Re: [PATCH v6 2/2] cpuset: Add cpuset.sched_load_balance to v2

From: Juri Lelli
Date: Mon Mar 26 2018 - 08:47:23 EST


On 23/03/18 14:44, Waiman Long wrote:
> On 03/23/2018 03:59 AM, Juri Lelli wrote:

[...]

> > OK, thanks for confirming. Can you tell again however why do you think
> > we need to remove sched_load_balance from root level? Won't we end up
> > having tasks put on isolated sets?
>
> The root cgroup is special that it owns all the resources in the system.
> We generally don't want restriction be put on the root cgroup. A child
> cgroup has to be created to have constraints put on it. In fact, most of
> the controller files don't show up in the v2 cgroup root at all.
>
> An isolated cgroup has to be put under root, e.g.
>
> Root
> / \
> isolated balanced
>
> >
> > Also, I guess children groups with more than one CPU will need to be
> > able to load balance across their CPUs, no matter what their parent
> > group does?
>
> The purpose of an isolated cpuset is to have a dedicated set of CPUs to
> be used by a certain application that makes its own scheduling decision
> by placing tasks explicitly on specific CPUs. It just doesn't make sense
> to have a CPU in an isolated cpuset to participated in load balancing in
> another cpuset. If one want load balancing in a child cpuset, the parent
> cpuset should have load balancing turned on as well.

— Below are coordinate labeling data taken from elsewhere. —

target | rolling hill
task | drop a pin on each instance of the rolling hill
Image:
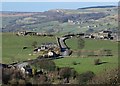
(62, 20)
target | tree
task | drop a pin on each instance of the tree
(65, 72)
(47, 65)
(84, 77)
(81, 44)
(96, 61)
(34, 44)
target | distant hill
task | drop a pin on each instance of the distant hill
(62, 20)
(97, 7)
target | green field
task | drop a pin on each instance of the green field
(12, 50)
(87, 64)
(12, 46)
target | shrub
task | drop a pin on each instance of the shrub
(65, 72)
(84, 77)
(109, 77)
(74, 63)
(96, 61)
(47, 65)
(21, 82)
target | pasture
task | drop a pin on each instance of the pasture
(87, 64)
(12, 46)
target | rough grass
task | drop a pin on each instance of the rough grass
(87, 64)
(12, 46)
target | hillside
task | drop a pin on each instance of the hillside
(62, 20)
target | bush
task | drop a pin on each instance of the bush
(110, 77)
(65, 72)
(84, 77)
(47, 65)
(74, 63)
(96, 61)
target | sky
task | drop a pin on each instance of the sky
(44, 6)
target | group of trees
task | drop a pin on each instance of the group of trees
(52, 74)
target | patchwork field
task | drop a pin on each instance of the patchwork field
(87, 64)
(12, 50)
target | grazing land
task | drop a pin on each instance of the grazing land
(13, 51)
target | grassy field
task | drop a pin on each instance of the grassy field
(87, 64)
(12, 46)
(12, 50)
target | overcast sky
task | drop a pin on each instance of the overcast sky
(44, 6)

Isolated with CPUs overlapping some other cpuset makes little sense, I
agree. What I have in mind however is an isolated set of CPUs that don't
overlap with any other cpuset (as your balanced set above). In this case
I think it makes sense to let the sys admin decide if "automatic" load
balancing has to be performed (by the scheduler) or no load balacing at
all has to take place?

Further extending your example:

Root [0-3]
/ \
group1 [0-1] group2[2-3]

Why should we prevent load balancing to be disabled at root level (so
that for example tasks still residing in root group are not freely
migrated around, potentially disturbing both sub-groups)?

Then one can decide that group1 is a "userspace managed" group (no load
balancing takes place) and group2 is balanced by the scheduler.

And this is not DEADLINE specific, IMHO.

> As I look into the code, it seems like root domain is probably somewhat
> associated with cpu_exclusive only. Whether sched_load_balance is set
> doesn't really matter. I will need to look further on the conditions
> where a new root domain is created.

I checked again myself (sched domains code is always a maze :) and I
believe that sched_load_balance flag indeed controls domains (sched and
root) creation and configuration . Changing the flag triggers potential
rebuild and separed sched/root domains are generated if subgroups have
non overlapping cpumasks. cpu_exclusive only enforces this latter
condition.

Best,

- Juri